A notre connaissance, cette étude est la première à analyser les caractéristiques délictueuses des agresseurs sexuels internés en Défense Sociale en Belgique. Il s’agissait de situer ces caractéristiques chez les agresseurs sexuels internés par rapport aux données carcérales belges (Pham et al., 1999) et à la littérature internationale.

La comparaison de l’âge des patients lors de leur dernier délit sexuel révèle que les agresseurs sexuels d’adultes sont plus jeunes que les agresseurs sexuels mixtes. Ce résultat est partiellement soutenu au sein de la littérature (Soothill et al., 2000 ; Pham et al., 1999) , qui s’est jusqu’ici peu focalisée sur les agresseurs sexuels mixtes.

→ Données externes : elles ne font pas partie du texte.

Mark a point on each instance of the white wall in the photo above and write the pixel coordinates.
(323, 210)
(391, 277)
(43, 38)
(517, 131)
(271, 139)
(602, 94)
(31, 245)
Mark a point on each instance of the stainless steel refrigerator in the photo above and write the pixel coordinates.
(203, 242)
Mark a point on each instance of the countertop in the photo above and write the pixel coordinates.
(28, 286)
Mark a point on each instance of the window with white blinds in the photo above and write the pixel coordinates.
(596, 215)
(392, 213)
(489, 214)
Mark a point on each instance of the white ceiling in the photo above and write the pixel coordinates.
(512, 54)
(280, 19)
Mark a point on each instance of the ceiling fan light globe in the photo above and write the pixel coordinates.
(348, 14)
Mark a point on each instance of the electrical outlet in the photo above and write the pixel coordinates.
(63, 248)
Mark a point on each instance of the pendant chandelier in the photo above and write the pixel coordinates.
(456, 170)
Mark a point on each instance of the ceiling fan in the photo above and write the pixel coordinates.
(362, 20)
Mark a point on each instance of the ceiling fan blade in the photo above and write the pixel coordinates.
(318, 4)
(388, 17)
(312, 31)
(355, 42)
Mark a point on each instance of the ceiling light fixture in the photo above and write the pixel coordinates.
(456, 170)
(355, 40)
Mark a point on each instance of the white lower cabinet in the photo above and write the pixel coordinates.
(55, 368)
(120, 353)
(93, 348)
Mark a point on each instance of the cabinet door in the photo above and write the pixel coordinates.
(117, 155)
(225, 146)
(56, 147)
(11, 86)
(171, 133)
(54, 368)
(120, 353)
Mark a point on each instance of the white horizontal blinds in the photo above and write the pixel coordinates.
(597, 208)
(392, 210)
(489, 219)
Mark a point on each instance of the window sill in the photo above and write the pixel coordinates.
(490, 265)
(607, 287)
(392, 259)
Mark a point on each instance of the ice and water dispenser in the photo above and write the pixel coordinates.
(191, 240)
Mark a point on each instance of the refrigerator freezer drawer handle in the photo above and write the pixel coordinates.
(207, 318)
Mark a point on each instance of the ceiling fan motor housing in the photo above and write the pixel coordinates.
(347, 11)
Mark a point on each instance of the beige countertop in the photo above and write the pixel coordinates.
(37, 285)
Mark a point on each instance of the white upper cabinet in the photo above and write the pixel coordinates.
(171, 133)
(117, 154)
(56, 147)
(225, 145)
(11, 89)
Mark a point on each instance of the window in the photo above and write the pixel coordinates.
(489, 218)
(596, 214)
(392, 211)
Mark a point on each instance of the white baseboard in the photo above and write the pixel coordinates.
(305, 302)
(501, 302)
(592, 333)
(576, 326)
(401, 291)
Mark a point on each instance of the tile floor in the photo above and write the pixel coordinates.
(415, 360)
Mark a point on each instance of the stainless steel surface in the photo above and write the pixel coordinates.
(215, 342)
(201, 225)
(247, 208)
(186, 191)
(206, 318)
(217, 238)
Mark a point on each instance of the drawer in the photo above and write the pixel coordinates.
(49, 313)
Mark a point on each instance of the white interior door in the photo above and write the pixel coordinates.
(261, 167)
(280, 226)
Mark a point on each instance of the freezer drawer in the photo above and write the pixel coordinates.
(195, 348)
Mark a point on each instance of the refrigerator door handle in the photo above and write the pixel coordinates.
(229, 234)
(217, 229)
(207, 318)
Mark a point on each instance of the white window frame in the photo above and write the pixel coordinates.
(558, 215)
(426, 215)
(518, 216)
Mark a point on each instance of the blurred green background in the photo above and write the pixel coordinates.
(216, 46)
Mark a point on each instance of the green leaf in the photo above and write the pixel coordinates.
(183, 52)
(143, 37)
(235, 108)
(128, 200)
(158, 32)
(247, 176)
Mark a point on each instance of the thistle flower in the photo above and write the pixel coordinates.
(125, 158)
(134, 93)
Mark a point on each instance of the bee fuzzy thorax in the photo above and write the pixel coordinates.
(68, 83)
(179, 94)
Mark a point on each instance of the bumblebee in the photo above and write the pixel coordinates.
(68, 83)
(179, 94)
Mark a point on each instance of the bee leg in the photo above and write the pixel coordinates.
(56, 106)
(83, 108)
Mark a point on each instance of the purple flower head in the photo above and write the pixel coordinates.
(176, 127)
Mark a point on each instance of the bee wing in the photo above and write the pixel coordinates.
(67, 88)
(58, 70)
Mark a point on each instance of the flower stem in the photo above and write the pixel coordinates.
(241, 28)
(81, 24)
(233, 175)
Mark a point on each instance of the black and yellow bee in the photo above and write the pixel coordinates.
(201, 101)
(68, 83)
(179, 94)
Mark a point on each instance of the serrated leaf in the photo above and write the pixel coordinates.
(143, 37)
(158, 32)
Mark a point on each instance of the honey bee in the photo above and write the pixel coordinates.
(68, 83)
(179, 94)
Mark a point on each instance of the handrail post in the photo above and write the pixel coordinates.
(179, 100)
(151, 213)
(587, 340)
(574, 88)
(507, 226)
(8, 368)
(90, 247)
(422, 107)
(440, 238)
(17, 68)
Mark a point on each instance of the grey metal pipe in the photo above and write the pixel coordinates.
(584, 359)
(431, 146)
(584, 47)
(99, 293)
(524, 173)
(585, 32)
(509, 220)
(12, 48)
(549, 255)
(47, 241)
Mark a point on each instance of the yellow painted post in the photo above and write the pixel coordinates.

La durée d’internement actuel des agresseurs sexuels d’adultes est plus brève que celle des agresseurs d’enfants et des agresseurs sexuels mixtes. La durée d’emprisonnement/internement antérieure à l’internement actuel concernant tout délit à caractère sexuel est la plus brève chez les agresseurs d’adultes. Cette même durée concernant les délits non sexuels est plus brève chez les agresseurs d’enfants. Toutefois, au Canada, Earls et collaborateurs (2003) ont mis en évidence des durées d’incarcération plus longues chez les agresseurs sexuels d’adultes par rapport aux agresseurs sexuels d’enfants.

Les agresseurs mixtes commettent un nombre plus élevé de délits par rapport aux agresseurs d’adultes et aux agresseurs d’enfants. Les agresseurs mixtes commettent davantage de délits sexuels avec violence. Les agresseurs d’enfants commettent moins de délits non sexuels, moins de délits non sexuels non violents (exemple : faits de vol) et moins de délits violents et de délits violents non sexuels (coups et blessures). Ces données soutiennent aussi que les agresseurs d’adultes commettent plus souvent des délits violents que les agresseurs d’enfants (Boutin, 1999 ; Proulx & Ouimet, 1995). Ces données sont aussi congruentes avec la notion que les agresseurs d’enfants manifestent moins souvent une violence surajoutée au délit sexuel même (Proulx & Ouimet, 1995).

Les caractéristiques relatives aux victimes suggèrent que les agresseurs d’adultes agressent moins de victimes en général et moins de victimes du sexe masculin en particulier. Ce résultat va de sens avec des données antérieures (Pham et al., 1999 ; Earl et al., 2003). Les agresseurs d’enfants quant à eux agressent moins de victimes de sexe féminin.

En résumé, les agresseurs mixtes commettent plus de délits en général ainsi que de délits violents en particulier, les agresseurs d’enfants commettent moins de délits non sexuels et de délits non sexuels violents, tandis que les agresseurs d’adultes commettent moins de délits non violents ou de délits sexuels non violents. Dans l’avenir, il paraît intéressant de comparer ces trois groupes d’agresseurs internés à la lueur des facteurs statiques et dynamiques de risque de récidive relatifs à l’antisocialité et la déviance sexuelle décrits au sein de la littérature (Doren, 2004).